三条タクシーSNS炎上の教訓 公式アカの無邪気な「性的投稿」防止するには、ガイドライン作成とエゴサ徹底で対応だ
SNS戦略の功罪

近頃は、企業のSNSのカジュアル化が進んでいる。あたかも個人アカウントのような言葉遣いや気安い反応は、以前には考えられなかったほどだ。それが
・面白み
・親近感
を生む――というのが、企業のSNS戦略のトレンドとなっている。
若者はSNSに慣れているし、今までのような堅苦しい投稿はウケないだろうと、若手社員がSNSを担当しているところも多い。小さな企業では、上司や同僚に確認することなく、ひとりで管理していることも珍しくない。
SNSの魅力は、投稿者が個人や小さな企業であっても、話題になれば広告宣伝費なしで広く知られる可能性があることだ。その反面、問題があって投稿が炎上すれば、驚くほどの速さで拡散されてしまう。

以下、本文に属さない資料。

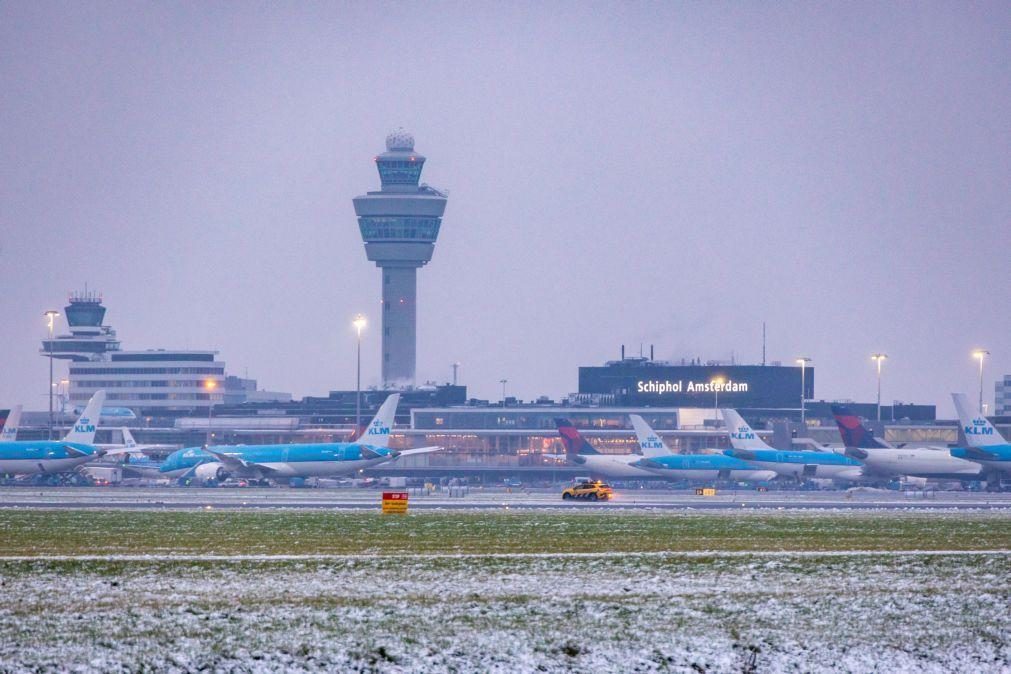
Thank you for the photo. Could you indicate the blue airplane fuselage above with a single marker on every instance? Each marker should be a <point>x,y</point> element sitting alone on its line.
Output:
<point>281,460</point>
<point>994,456</point>
<point>33,457</point>
<point>703,467</point>
<point>802,464</point>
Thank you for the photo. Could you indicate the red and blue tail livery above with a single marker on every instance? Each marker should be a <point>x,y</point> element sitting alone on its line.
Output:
<point>573,442</point>
<point>853,432</point>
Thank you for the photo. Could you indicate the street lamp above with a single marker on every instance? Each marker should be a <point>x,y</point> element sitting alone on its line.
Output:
<point>717,383</point>
<point>209,385</point>
<point>359,323</point>
<point>879,358</point>
<point>63,391</point>
<point>803,361</point>
<point>51,316</point>
<point>982,355</point>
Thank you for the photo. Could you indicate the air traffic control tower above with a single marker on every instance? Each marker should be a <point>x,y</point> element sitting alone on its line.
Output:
<point>399,224</point>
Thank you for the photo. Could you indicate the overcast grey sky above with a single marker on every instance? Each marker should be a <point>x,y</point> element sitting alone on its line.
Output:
<point>668,174</point>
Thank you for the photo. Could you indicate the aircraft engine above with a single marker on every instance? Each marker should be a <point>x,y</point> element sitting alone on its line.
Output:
<point>210,472</point>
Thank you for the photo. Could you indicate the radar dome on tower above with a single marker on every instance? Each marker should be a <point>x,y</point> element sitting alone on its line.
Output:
<point>399,139</point>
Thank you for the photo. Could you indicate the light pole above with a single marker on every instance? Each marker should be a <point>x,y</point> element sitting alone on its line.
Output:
<point>804,389</point>
<point>982,355</point>
<point>717,383</point>
<point>359,323</point>
<point>879,358</point>
<point>65,396</point>
<point>51,316</point>
<point>209,385</point>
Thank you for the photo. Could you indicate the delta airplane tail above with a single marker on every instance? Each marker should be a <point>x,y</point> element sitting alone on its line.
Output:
<point>854,434</point>
<point>378,431</point>
<point>649,442</point>
<point>573,442</point>
<point>128,441</point>
<point>741,435</point>
<point>84,428</point>
<point>979,431</point>
<point>9,432</point>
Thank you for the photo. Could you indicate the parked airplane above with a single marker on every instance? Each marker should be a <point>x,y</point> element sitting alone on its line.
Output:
<point>883,461</point>
<point>9,432</point>
<point>262,462</point>
<point>581,453</point>
<point>34,457</point>
<point>984,445</point>
<point>800,465</point>
<point>690,466</point>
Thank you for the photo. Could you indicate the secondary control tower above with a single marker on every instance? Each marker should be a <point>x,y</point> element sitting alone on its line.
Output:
<point>399,224</point>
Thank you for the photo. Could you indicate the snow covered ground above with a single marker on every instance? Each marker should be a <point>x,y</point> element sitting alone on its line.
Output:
<point>747,611</point>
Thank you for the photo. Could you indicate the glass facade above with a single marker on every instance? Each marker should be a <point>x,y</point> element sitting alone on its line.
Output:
<point>399,172</point>
<point>539,418</point>
<point>405,228</point>
<point>79,370</point>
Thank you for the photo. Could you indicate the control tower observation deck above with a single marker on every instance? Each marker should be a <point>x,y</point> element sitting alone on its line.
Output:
<point>399,224</point>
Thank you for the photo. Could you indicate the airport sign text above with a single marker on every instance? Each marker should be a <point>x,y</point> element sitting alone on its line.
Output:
<point>661,387</point>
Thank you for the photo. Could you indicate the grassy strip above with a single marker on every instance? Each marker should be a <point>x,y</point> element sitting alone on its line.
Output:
<point>70,533</point>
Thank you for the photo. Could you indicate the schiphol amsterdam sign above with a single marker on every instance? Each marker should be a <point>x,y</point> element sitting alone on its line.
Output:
<point>661,387</point>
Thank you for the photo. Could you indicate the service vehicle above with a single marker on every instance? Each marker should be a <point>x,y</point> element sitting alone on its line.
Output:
<point>591,491</point>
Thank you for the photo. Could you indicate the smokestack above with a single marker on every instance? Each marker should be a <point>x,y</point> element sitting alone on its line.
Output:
<point>763,343</point>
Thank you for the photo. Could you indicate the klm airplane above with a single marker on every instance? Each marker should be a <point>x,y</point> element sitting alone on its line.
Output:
<point>705,467</point>
<point>269,462</point>
<point>800,465</point>
<point>9,432</point>
<point>48,457</point>
<point>985,446</point>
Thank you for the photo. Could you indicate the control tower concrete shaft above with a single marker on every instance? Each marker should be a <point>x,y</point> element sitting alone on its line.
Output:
<point>399,224</point>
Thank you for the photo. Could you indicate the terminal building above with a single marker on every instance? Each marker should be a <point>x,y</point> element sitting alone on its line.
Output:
<point>153,383</point>
<point>643,381</point>
<point>1002,396</point>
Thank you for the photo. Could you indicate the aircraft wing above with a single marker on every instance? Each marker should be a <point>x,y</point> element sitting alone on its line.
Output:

ジェンダー関連の投稿を考える場合、例えば今回のように男性が圧倒的に多い職場では、女性の扱われ方が世間一般とずれている可能性がある。職場全体がずれていれば、上司のチェックすらすり抜けてしまう。
SNSのガイドライン作成を

三条タクシーの場合、インターネット上では
「アカウント担当の社長がワンマンで、他の社員が口出しできない状態だったのでは」
という憶測が流れた。非難が集まった女性ドライバーは10万人以上のフォロワーを持つインフルエンサーであるため、仮に投稿内容が性的で問題だと感じた社員がいたとしても、反響があれば、それが社内では「正義」になっていた可能性がある。
特に同社は社内SNSのガイドラインを作成し、その第1歩としてセクハラや性的な投稿の禁止を盛り込む必要があるだろう。
タクシー業界は高齢化が進んでおり、女性ドライバーのボリュームは45歳から75歳まである。三条タクシーの場合、ルッキズム、エイジズムと指摘されることを避けつつ、女性ドライバーの活躍をうまくアピールするような運営が望まれる。
いずれも啓発が必要だが、社員教育も小さな企業では不十分なこともある。三条タクシーの従業員数は33人(ウェブサイト情報)。男性中心の業界なのだから、タクシーの業界団体が主導してはどうだろうか。
そもそも日本はジェンダーギャップ指数で世界125位(2023年)なのだから、国民的な啓発やメディアによる良しあしの基準作りなど、根本的な改善を目指す必要がある。